See men are a funny lot, I mean they never stop to astound me. In the past week also they've been coming out in their full glory and proving to me over and over again that one should only take their profession of love with a pinch of salt. Take for instance Kay, a guy I met when I was 13. I know what you're thinking and even I am aghast at the sort of dealings I had with men at that age. I hate to blow my own trumpet but I have been fighting away boys as old as 18 from the tender age of 12. I was a big girl for my age...my koko (you girls know) started at 8 and by 10 my aunt will tease me that my abo (bum) is starting to be visible. I didn't take much notice of these changes going through my body because after all it was my body and I still sucked my fingers. Ahem, yes I didn't stop sucking my fingers until JS2 so yes I was a big baby. No one new my secret of course, except my brothers.
Sorry to deviate, anyway Kay was a guy I met in Lagos during the long break we have after the JS3 exams. We both liked each other but as we were both young we knew our boundaries even though he had finished secondary school by then. I remember us dancing to the song 'I swear' in their living room but that was how far we went. Well maybe we shared a chaste kiss sha...after all one does't become pregnant from a kiss even though our parents lied to us that we will. What bull thinking of it now. Anyways as I don't live in Lagos, I had to go back to my home town at the end of the holidays and inadvertently said my goodbye to Kay. I still haven't seen him up till today except that a few weeks ago we jammed on FB. Yes almighty FB. Naturally there was excitement and all. He's now a big boy and works for a oil company in Lagos. He called me and we spoke for hours.
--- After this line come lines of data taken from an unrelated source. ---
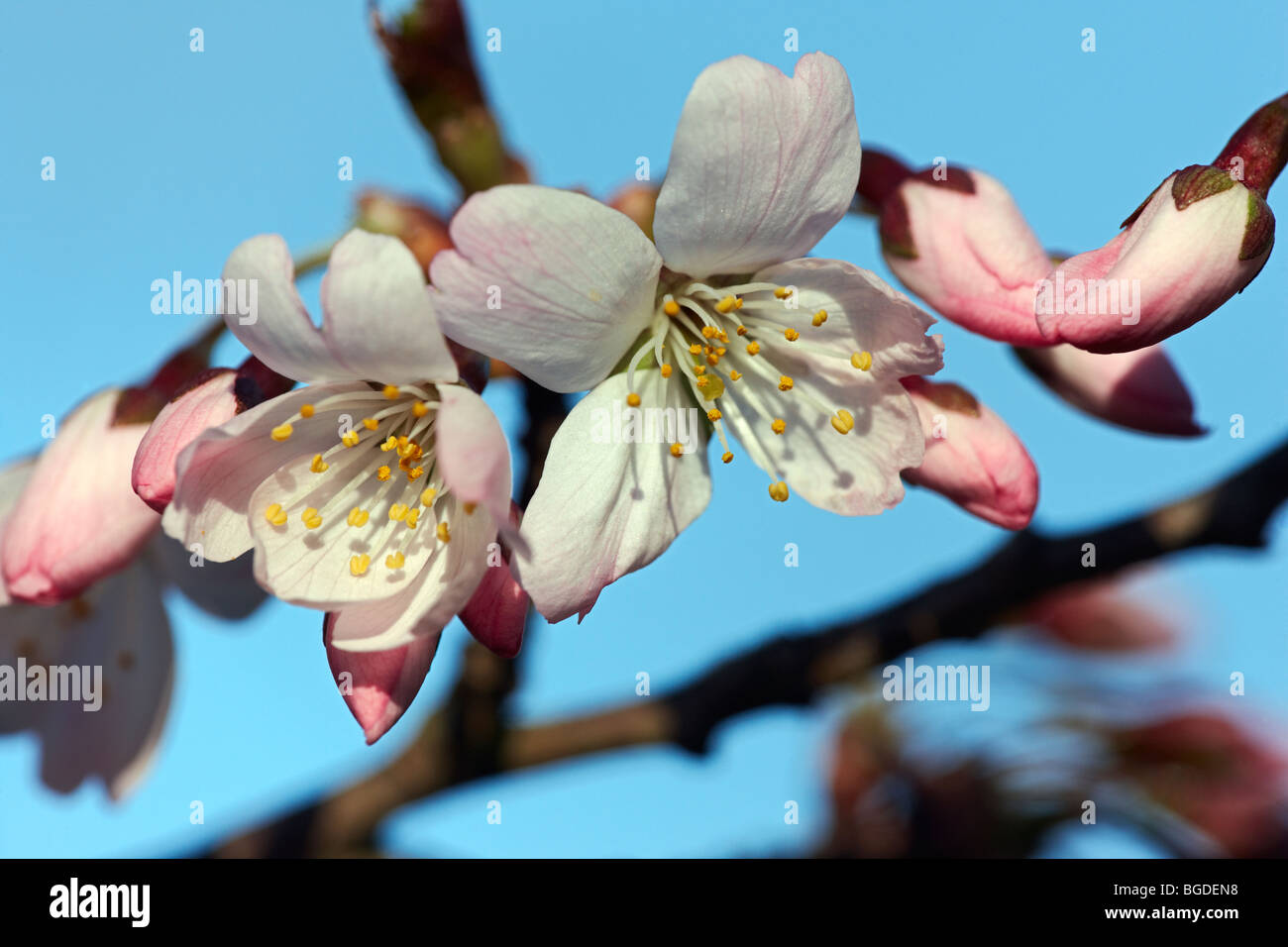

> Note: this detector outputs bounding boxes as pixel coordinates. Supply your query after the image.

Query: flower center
[265,384,473,576]
[626,277,872,502]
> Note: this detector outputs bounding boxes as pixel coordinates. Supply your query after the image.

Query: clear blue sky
[0,0,1288,856]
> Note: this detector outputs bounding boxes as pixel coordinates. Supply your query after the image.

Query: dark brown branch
[218,432,1288,856]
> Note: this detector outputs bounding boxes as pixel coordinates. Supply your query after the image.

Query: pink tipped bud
[322,612,439,745]
[1033,164,1275,352]
[0,389,160,604]
[1015,346,1205,437]
[881,168,1051,346]
[903,377,1038,530]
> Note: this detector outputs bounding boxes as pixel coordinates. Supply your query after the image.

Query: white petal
[430,184,662,391]
[510,369,711,621]
[653,53,860,277]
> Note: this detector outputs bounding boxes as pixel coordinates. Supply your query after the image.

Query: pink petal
[0,389,160,604]
[224,231,456,382]
[430,184,662,391]
[653,53,862,277]
[881,171,1051,346]
[1015,346,1206,437]
[903,377,1038,530]
[322,613,439,746]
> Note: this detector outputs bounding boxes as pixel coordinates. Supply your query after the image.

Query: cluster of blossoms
[0,54,1282,779]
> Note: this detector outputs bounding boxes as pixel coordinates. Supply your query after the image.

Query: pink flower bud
[903,377,1038,530]
[322,612,439,746]
[0,389,160,604]
[1033,164,1275,352]
[1015,346,1205,437]
[886,168,1051,346]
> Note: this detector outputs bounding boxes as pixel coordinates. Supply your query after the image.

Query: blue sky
[0,0,1288,856]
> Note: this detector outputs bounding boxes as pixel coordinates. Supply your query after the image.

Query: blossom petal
[322,612,439,746]
[0,389,159,604]
[430,184,662,391]
[653,53,860,277]
[224,231,458,382]
[161,384,370,562]
[510,369,711,621]
[331,494,496,651]
[132,368,237,513]
[718,259,943,515]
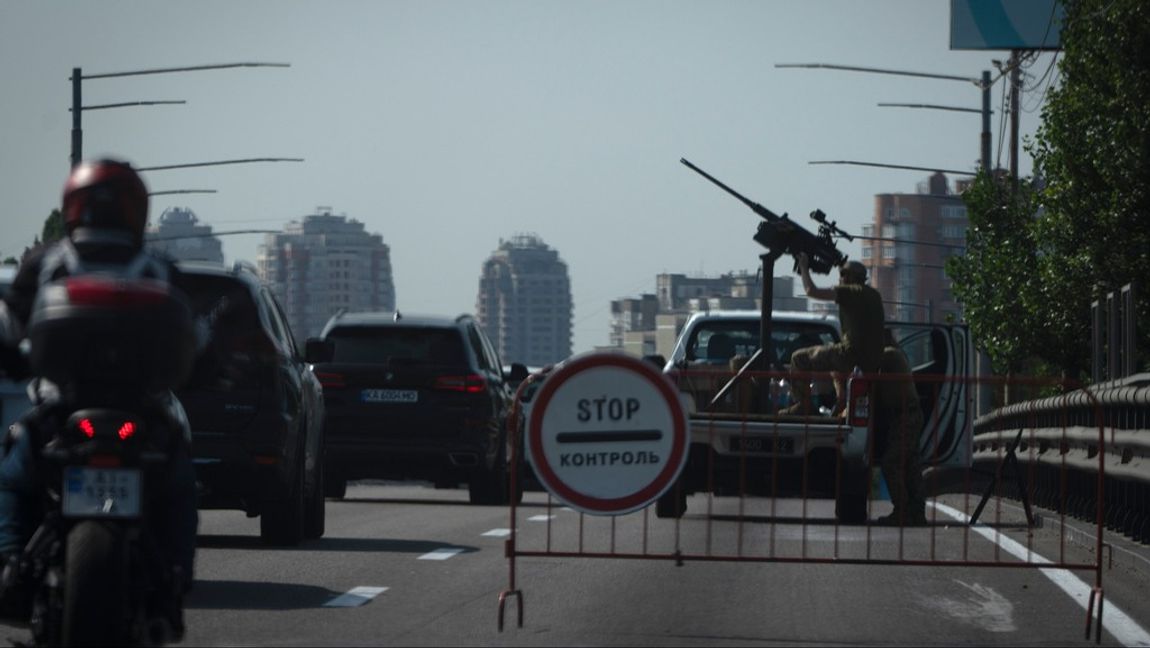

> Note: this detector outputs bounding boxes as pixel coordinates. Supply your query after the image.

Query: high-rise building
[863,173,969,321]
[475,234,573,366]
[256,207,396,341]
[607,272,807,357]
[144,207,223,264]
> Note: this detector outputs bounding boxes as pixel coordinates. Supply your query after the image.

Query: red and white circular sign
[527,352,688,514]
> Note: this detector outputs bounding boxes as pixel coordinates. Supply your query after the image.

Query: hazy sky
[0,0,1056,352]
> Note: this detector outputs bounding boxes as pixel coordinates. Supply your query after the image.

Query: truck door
[887,321,974,467]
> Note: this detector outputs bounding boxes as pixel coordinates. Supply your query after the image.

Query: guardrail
[973,373,1150,543]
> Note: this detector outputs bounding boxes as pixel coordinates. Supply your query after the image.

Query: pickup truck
[656,311,973,524]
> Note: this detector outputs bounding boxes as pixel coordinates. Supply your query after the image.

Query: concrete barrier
[973,374,1150,543]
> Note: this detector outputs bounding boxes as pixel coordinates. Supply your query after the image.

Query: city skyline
[0,0,1057,352]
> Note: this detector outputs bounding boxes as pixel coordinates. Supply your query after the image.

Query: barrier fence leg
[1086,587,1104,643]
[968,428,1034,527]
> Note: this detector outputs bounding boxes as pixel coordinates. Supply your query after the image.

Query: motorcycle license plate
[63,466,143,518]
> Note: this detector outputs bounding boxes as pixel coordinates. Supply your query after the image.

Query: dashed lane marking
[419,547,463,561]
[323,586,388,608]
[930,502,1150,646]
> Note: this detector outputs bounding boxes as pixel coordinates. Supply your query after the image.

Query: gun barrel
[679,158,779,221]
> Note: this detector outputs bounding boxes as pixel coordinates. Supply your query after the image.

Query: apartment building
[475,234,573,366]
[144,207,223,264]
[256,207,396,341]
[861,173,969,321]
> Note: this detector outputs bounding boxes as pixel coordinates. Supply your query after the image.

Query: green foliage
[948,0,1150,380]
[946,173,1041,373]
[1034,0,1150,371]
[40,209,66,243]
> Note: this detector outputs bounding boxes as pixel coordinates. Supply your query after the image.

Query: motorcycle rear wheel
[60,520,130,646]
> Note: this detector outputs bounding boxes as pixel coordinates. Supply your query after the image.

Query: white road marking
[323,586,388,608]
[929,502,1150,646]
[419,547,463,561]
[926,579,1018,632]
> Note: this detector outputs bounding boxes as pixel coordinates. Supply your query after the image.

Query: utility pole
[70,63,291,167]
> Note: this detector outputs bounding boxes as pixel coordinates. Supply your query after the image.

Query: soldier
[780,253,886,416]
[874,329,927,526]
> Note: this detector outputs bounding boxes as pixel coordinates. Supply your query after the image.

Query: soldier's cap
[838,261,866,283]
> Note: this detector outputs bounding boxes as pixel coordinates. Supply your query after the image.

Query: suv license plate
[730,436,795,455]
[362,389,420,403]
[63,466,141,518]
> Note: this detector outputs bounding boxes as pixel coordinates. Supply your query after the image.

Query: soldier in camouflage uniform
[874,329,927,526]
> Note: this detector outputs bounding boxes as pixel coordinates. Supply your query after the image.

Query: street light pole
[775,63,992,173]
[70,63,291,167]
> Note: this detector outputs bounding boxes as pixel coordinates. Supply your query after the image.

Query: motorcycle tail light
[116,421,136,441]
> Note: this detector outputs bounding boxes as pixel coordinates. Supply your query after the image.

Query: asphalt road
[0,485,1150,646]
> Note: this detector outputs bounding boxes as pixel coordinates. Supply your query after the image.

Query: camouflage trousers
[875,407,926,519]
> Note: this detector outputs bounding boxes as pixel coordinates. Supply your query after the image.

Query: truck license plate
[63,466,143,518]
[362,389,420,403]
[730,436,795,455]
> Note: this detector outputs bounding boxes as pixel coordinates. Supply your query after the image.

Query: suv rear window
[179,273,262,388]
[327,326,467,365]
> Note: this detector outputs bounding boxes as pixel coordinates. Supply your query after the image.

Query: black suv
[177,261,324,544]
[308,312,527,504]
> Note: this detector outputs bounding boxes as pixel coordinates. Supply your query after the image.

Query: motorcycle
[10,275,196,646]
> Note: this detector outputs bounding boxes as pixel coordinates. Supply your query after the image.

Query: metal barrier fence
[498,372,1116,641]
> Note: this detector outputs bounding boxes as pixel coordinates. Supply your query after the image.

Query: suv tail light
[435,374,488,394]
[315,372,347,389]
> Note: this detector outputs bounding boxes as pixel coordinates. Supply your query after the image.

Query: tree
[1033,0,1150,375]
[946,171,1042,374]
[948,0,1150,380]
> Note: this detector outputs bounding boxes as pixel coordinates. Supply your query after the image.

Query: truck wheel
[654,482,687,519]
[323,470,347,500]
[835,464,871,524]
[260,458,305,547]
[467,465,511,506]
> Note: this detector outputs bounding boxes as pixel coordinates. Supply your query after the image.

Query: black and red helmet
[61,159,148,244]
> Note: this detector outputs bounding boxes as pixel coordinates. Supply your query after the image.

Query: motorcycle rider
[0,159,199,639]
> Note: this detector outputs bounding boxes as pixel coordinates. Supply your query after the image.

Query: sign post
[527,352,689,516]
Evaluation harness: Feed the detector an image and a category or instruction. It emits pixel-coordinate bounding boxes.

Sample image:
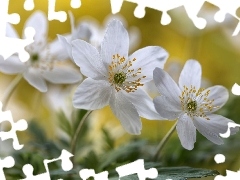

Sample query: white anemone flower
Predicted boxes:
[58,12,141,59]
[0,11,82,92]
[72,20,168,134]
[153,60,237,150]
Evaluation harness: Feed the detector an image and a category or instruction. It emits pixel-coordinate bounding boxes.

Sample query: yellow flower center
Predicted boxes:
[108,54,146,93]
[113,72,127,85]
[179,86,219,120]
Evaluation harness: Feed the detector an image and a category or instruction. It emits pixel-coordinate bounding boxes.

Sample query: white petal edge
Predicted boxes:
[101,20,129,66]
[42,65,83,84]
[23,68,48,92]
[202,85,229,114]
[72,39,108,79]
[176,114,196,150]
[6,23,19,39]
[153,68,181,107]
[124,88,164,120]
[48,38,68,61]
[129,46,168,82]
[194,114,238,145]
[23,11,48,44]
[0,55,26,74]
[57,34,73,61]
[153,95,181,120]
[73,78,112,110]
[109,92,142,135]
[179,60,202,89]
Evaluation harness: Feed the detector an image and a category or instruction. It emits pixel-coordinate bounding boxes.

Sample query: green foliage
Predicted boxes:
[4,104,236,180]
[110,167,219,180]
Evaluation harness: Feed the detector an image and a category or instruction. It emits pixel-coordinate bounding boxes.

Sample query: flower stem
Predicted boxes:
[2,74,22,111]
[153,121,177,161]
[71,111,92,164]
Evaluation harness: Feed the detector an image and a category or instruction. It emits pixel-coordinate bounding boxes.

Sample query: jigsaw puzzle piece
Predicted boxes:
[0,102,28,150]
[21,149,73,180]
[0,156,15,180]
[116,159,158,180]
[0,0,34,62]
[79,169,108,180]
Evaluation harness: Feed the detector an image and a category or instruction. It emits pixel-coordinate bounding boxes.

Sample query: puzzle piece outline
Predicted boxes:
[0,102,28,150]
[110,0,240,36]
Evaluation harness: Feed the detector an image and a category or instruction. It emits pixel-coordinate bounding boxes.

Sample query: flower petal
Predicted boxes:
[47,38,68,61]
[202,85,229,114]
[109,92,142,135]
[193,114,238,145]
[72,39,108,79]
[176,113,196,150]
[57,34,73,60]
[23,11,48,44]
[23,68,47,92]
[124,88,164,120]
[101,20,129,66]
[72,22,92,42]
[42,66,82,84]
[0,55,26,74]
[153,96,181,120]
[73,78,112,110]
[153,68,181,108]
[6,23,19,39]
[129,46,168,82]
[179,60,202,89]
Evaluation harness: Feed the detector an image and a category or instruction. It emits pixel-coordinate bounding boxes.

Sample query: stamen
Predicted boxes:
[108,54,146,93]
[179,86,219,120]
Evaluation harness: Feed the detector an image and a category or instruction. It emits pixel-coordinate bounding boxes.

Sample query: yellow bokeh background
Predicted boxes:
[0,0,240,177]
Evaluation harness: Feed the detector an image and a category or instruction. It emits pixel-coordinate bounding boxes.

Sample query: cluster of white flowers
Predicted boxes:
[0,12,237,150]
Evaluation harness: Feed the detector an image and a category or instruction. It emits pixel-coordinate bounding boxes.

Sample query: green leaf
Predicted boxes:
[110,166,219,180]
[99,140,146,170]
[57,111,72,137]
[102,128,115,151]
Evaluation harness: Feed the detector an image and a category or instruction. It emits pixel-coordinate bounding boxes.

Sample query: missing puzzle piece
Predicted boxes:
[0,27,35,62]
[0,156,15,180]
[21,149,73,180]
[0,102,28,150]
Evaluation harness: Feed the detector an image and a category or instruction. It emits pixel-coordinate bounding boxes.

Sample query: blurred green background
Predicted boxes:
[0,0,240,179]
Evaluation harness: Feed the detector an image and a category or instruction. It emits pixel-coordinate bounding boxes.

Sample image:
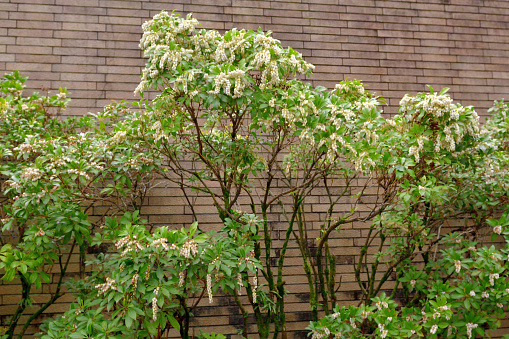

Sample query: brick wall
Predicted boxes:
[0,0,509,334]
Next day I receive an email from him saying lets start again from where we paused except that he was forgetting a little information on his FB page that he was engaged. I was quick to call his attention to it and lo and behold man went to quickly change his status from engaged to networking. What gives? Men I ask una why bother?
The two other interesting encounter I had with men all trying to get into my pants involved one 24 year old guy. Admittedly I was the one who added him on FB but that was because I thought he was an old friend. By the time we got talking I found he was not the one but that was enough time for him to confess undying love. I told man that I was 2 years older than him that I preferred my men mature both in age and mental faculties and he went on about how he didn't know I was older blablabla that he cant even go there too cos his parents would not approve and that he just couldn't handle an older woman. Just as I thought I had seen the back of him he contacts me again to say he couldn't get me off his mind and that he wanted us to get married. All this happened within 2 weeks. Now I'm wondering if I give these men impression that I'm stupid or desperate because I felt rather insulted that one small 24 year old boy will attempt to get into my pants with the promise of marriage. I really don't know where I got the strength to send him on his way without cursing his father.
The last but not the least was another old time friend who had 'engaged' on his FB profile too only to spend 1 hour with me on the phone last night saying he thinks that his fiancée of 4 years is wrong for him. When I asked him why, he obviously didn't have any tangible reason. Long and short of it was that he's always had a thing for me and he feels that God brought us back together for a reason. Hello! So ri ila loju mi ni? (Do I look like I've got tribal marks on my face...a derogatory phrase that suggests one is not socially savvy).
Well that's a glimpse of what has been going on with me in that wise o and frankly its really making it easier for me to remain single. If these are the calibre of men available these days I'll gladly remain single. I really don't know why men think women are stupid. I know there were those days when women hung to every word a man said to them, believing his every promise and having their hearts shattered in the end. But this is the 21st century and it seems that men are still stuck in the mentality of the twentieth or nineteenth century. A man need not tell a lie about what he wants because a woman can see right through these days. I believe women today often go into a relationship with their eyes and ears open and they know what to expect. A decision to date is no longer reliant on the man's lyrics or empty promises but on what the lady feels is good for her at the time. So please men go back to the drawing board and do away with all your annoying wooing tactics. Frankly its so jaded!